Adeus à ascensão social
A maioria dos
países latino-americanos enfrentará forte deterioração distributiva, um flanco
sempre sensível na região: os que mais sofreram estão sofrendo ou sofrerão as
devastações da pandemia serão os que partiram de uma situação
pior. “Como sempre, os grandes perdedores são os pobres”, resumiu a
chefa da CEPAL na coletiva em que o relatório foi apresentado.
A perda de postos de trabalho e
a redução de renda serão maiores nas camadas de renda baixa, assim como no
setor informal e na população mais jovem.
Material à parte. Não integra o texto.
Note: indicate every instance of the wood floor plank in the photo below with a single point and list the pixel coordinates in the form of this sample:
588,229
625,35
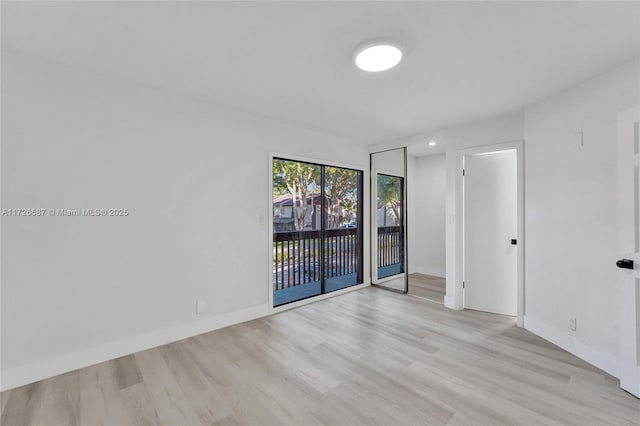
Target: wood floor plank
369,357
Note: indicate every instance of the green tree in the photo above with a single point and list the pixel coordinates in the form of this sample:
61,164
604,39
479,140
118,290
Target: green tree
298,179
341,190
389,195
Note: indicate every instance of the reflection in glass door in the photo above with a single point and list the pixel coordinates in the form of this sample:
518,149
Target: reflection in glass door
317,229
390,200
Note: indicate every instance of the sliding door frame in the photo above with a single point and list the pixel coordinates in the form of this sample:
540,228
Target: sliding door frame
373,263
360,233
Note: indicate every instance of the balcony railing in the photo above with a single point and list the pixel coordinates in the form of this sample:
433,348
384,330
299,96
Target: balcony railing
389,245
296,256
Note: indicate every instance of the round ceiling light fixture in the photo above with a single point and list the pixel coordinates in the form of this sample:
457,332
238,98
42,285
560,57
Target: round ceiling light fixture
378,57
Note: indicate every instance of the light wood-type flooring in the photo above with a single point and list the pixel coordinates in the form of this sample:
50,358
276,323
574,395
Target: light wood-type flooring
428,287
370,357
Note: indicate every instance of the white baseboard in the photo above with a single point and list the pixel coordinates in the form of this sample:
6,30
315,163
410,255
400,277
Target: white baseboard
428,270
450,303
40,370
573,345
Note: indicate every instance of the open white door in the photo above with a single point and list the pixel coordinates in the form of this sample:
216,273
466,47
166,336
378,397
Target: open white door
629,240
490,209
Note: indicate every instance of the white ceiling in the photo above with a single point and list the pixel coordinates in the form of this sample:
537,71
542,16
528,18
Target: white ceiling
292,61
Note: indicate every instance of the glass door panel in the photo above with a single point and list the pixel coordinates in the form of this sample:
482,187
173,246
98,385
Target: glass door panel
389,216
297,214
388,224
317,229
343,228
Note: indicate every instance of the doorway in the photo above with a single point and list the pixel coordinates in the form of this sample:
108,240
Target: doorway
491,223
427,171
317,229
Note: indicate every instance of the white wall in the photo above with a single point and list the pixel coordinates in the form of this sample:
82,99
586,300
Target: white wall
76,290
571,214
426,199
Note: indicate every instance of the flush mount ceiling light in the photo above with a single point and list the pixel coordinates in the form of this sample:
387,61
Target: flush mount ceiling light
378,57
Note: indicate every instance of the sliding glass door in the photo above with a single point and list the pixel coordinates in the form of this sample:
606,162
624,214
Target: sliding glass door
389,220
317,229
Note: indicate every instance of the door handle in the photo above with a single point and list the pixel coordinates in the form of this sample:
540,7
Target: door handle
625,264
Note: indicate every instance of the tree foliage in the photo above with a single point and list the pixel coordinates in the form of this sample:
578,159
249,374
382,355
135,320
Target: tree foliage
303,179
341,187
389,194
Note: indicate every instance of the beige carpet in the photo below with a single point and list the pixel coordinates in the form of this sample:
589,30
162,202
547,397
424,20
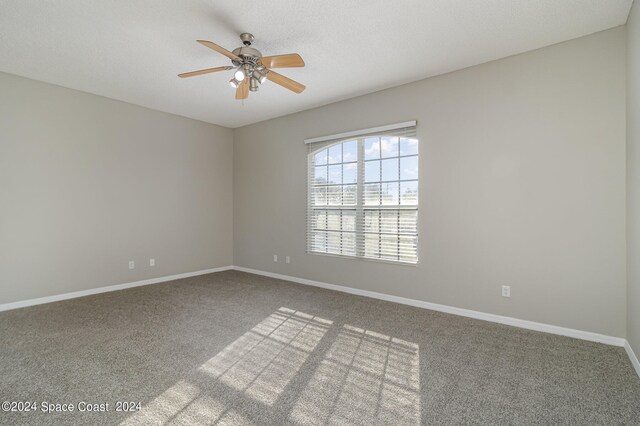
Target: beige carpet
235,348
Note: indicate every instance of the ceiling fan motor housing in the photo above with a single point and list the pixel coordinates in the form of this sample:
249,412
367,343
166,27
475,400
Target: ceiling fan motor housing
248,54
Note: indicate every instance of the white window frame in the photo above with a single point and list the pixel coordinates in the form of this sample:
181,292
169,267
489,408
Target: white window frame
360,207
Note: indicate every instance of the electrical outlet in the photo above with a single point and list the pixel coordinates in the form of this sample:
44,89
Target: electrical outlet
506,291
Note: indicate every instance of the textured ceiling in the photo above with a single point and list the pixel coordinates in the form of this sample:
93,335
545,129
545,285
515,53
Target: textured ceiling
132,50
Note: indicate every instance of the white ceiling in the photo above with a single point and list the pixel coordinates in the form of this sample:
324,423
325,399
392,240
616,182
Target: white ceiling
132,50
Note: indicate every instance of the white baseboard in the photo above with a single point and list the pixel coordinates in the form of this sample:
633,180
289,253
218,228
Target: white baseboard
632,357
81,293
530,325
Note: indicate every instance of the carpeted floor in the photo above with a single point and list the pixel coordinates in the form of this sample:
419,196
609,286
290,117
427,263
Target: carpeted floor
235,348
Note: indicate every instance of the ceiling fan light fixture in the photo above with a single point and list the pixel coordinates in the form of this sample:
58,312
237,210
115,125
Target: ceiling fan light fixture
260,75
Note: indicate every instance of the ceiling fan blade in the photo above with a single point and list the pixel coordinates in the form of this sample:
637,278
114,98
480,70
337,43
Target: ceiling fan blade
200,72
242,92
285,82
219,49
283,61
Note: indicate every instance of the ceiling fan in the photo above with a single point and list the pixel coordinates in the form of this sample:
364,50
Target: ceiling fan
251,68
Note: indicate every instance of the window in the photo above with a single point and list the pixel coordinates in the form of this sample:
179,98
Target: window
363,195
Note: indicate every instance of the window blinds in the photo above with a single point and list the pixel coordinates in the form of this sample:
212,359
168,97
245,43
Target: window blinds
363,194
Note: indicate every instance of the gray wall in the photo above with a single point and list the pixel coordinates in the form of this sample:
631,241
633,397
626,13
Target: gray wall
88,183
522,183
633,178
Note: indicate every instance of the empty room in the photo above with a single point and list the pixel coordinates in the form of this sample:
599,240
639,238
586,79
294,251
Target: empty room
420,212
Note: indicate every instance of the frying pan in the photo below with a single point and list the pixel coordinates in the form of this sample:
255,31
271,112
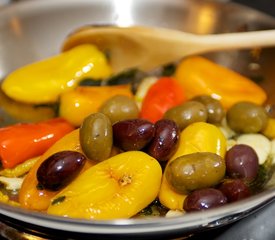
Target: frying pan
35,29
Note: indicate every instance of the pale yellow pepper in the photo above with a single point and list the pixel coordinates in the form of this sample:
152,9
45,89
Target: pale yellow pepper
77,104
43,81
200,76
116,188
197,137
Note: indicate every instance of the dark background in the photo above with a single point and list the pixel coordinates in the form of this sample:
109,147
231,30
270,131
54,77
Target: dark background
267,6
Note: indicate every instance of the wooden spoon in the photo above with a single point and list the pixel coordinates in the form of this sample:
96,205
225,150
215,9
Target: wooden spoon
150,47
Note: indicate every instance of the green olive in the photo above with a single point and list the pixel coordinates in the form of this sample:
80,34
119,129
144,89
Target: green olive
96,136
214,108
246,117
195,171
119,108
187,113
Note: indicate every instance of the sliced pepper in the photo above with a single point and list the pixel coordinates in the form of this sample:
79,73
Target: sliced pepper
21,142
161,96
199,76
77,104
44,81
197,137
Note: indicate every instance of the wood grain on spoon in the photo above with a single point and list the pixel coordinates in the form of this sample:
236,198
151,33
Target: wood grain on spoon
150,47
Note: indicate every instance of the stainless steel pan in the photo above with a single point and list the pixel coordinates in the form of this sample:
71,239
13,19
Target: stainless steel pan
32,30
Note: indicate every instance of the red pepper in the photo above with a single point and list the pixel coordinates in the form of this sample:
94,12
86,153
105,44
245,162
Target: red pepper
23,141
161,96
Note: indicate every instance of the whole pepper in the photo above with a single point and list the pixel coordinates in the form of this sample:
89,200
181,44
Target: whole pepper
77,104
43,81
21,142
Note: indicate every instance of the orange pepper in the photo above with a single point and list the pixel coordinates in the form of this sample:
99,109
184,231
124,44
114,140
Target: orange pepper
201,76
161,96
83,101
21,142
34,198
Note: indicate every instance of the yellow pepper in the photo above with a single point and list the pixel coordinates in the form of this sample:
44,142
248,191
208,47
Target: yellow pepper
5,199
77,104
33,198
20,169
25,112
118,187
200,76
269,130
197,137
43,81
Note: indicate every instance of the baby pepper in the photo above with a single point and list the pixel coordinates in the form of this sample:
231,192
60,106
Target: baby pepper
77,104
21,142
200,76
44,81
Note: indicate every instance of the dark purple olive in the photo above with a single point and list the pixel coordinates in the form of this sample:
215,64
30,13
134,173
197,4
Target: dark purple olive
133,134
60,169
235,189
165,141
204,199
242,162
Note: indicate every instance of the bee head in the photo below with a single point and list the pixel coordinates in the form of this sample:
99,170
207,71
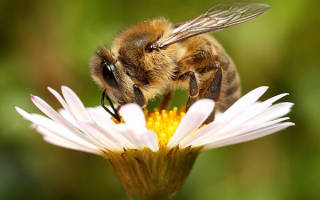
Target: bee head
106,71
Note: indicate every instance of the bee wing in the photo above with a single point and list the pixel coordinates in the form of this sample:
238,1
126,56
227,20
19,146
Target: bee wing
218,17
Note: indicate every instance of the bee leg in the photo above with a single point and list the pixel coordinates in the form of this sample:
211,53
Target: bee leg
166,100
140,100
213,92
193,87
115,113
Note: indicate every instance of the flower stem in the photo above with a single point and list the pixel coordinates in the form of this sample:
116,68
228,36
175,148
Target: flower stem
153,175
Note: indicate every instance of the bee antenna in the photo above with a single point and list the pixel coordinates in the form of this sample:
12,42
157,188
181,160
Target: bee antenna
114,114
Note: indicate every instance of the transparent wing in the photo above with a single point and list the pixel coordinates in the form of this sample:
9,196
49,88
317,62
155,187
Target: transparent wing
218,17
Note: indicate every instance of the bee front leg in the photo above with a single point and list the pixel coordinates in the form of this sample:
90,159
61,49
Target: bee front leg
166,100
193,87
140,100
213,92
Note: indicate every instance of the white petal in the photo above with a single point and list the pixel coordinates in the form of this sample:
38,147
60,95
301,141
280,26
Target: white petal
245,101
236,132
273,112
133,116
106,140
228,126
50,112
139,139
58,142
77,108
249,136
53,139
54,128
193,119
61,100
65,114
103,120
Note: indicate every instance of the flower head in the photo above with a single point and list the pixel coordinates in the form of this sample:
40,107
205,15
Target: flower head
149,146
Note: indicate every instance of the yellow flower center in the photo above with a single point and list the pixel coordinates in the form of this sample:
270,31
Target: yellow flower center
164,123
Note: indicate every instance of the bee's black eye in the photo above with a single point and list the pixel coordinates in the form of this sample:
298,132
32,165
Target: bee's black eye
107,72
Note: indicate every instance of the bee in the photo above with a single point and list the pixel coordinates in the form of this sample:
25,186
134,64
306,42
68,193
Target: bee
155,57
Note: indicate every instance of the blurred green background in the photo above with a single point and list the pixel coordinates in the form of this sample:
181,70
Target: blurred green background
48,43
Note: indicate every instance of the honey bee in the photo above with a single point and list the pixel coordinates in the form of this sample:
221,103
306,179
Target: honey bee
155,57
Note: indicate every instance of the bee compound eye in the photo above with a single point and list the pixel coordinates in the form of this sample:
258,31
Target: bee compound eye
149,47
108,73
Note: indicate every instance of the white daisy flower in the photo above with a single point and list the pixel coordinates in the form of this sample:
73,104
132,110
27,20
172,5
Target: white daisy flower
152,153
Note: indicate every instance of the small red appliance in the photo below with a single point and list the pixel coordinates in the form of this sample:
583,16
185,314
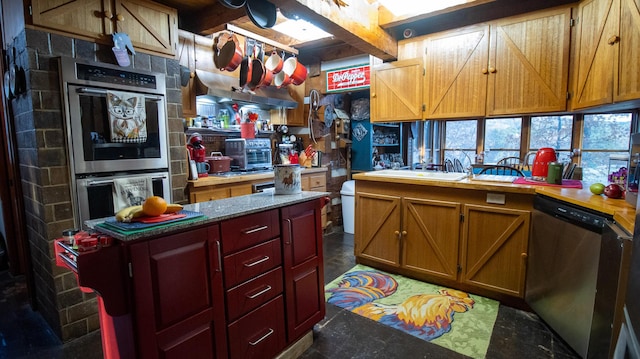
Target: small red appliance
541,163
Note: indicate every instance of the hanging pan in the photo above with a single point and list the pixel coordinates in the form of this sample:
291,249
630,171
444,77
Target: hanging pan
262,13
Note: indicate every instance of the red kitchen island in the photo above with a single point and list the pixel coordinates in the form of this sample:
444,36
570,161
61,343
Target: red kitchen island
244,280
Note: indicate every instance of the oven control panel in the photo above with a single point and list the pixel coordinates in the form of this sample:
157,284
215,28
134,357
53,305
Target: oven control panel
114,76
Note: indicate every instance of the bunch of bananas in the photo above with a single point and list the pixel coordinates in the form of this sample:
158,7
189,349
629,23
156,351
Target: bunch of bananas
130,213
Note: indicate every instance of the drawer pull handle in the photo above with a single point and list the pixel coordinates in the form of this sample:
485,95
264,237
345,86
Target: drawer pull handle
219,269
261,260
254,296
262,338
254,230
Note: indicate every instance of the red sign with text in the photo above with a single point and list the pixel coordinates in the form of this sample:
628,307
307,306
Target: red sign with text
349,78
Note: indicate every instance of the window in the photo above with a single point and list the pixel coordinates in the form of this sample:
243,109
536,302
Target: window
603,136
460,140
501,138
554,132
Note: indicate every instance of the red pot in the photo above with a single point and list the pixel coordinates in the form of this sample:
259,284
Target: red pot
281,79
295,70
274,63
218,162
540,167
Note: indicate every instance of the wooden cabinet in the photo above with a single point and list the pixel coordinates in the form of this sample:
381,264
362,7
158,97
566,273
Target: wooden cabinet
303,267
178,296
495,239
416,234
455,85
396,91
607,41
515,65
446,236
152,27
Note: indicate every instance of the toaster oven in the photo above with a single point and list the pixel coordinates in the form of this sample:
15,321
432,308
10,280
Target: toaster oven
249,154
Já as camadas de renda média sofrerão o sempre temido processo de mobilidade
descendente: retornar ao ponto de partida nunca é tão rápido quanto ser
deslocado dele. O relatório tem uma explicação para esse fenômeno: na América
Latina e no Caribe, as famílias das camadas médias e da parte superior das
camadas baixas não costumam ser destinatárias das políticas e dos programas de
proteção social, e a maior parte de sua renda vem do trabalho, um dos flancos
mais atingidos.
A CEPAL estima que,
entre 2019 e 2020, as camadas de baixa renda aumentaram 4,5 pontos percentuais
(cerca de 28 milhões de pessoas a mais) e as de renda média se contraíram numa
proporção similar (-4,1 pontos percentuais, ou seja, 25 milhões de pessoas a
menos).
Ao contrário de
outras regiões, a porcentagem de trabalhadores latino-americanos que podem realizar trabalho remoto é
muito baixa: para a maior parte dos empregados, o teletrabalho simplesmente não é uma opção.
“A região já vinha
com sete anos de baixo crescimento”, afirmou Bárcena, um ano após a
identificação do “paciente zero” de coronavírus nesta parte do mundo.
“Precisamos de políticas públicas para enfrentar essa emergência e conectá-la
com uma recuperação que seja diferente: não queremos chegar aonde estávamos, e
sim transformar nossa sociedade. E isso só se faz com políticas públicas.” A
urgência em avançar rumo a um verdadeiro Estado de bem-estar, disse ela, é hoje
“maior do que nunca”. Segundo seus dados, um terço das famílias com crianças ou
adolescentes não conta com nenhum tipo de proteção social. E
quase uma em cada três mulheres —sobretudo nas camadas mais pobres da
população— não participa do mercado de trabalho para sustentar sua família,
ampliando e aprofundando as diferenças iniciais.
Além de prever que
a desigualdade de renda total por pessoa aumentará com a pandemia, a CEPAL adverte
que o vírus ameaça aprofundar o mal-estar que havia se tornado visível em
diversos países da região antes da crise sanitária. “Abordar os fatores que
originam o mal-estar, avançando rumo a políticas sociais centradas no gozo de
direitos, na igualdade, no reconhecimento e no tratamento digno, juntamente com
a construção de acordos sociais destinados à construção de sociedades mais justas, inclusivas
e coesas, é fundamental para evitar níveis crescentes de conflito,
expressões de violência e crises de representação e legitimidade democrática
que impedem o desempenho econômico”, afirmam os técnicos da CEPAL.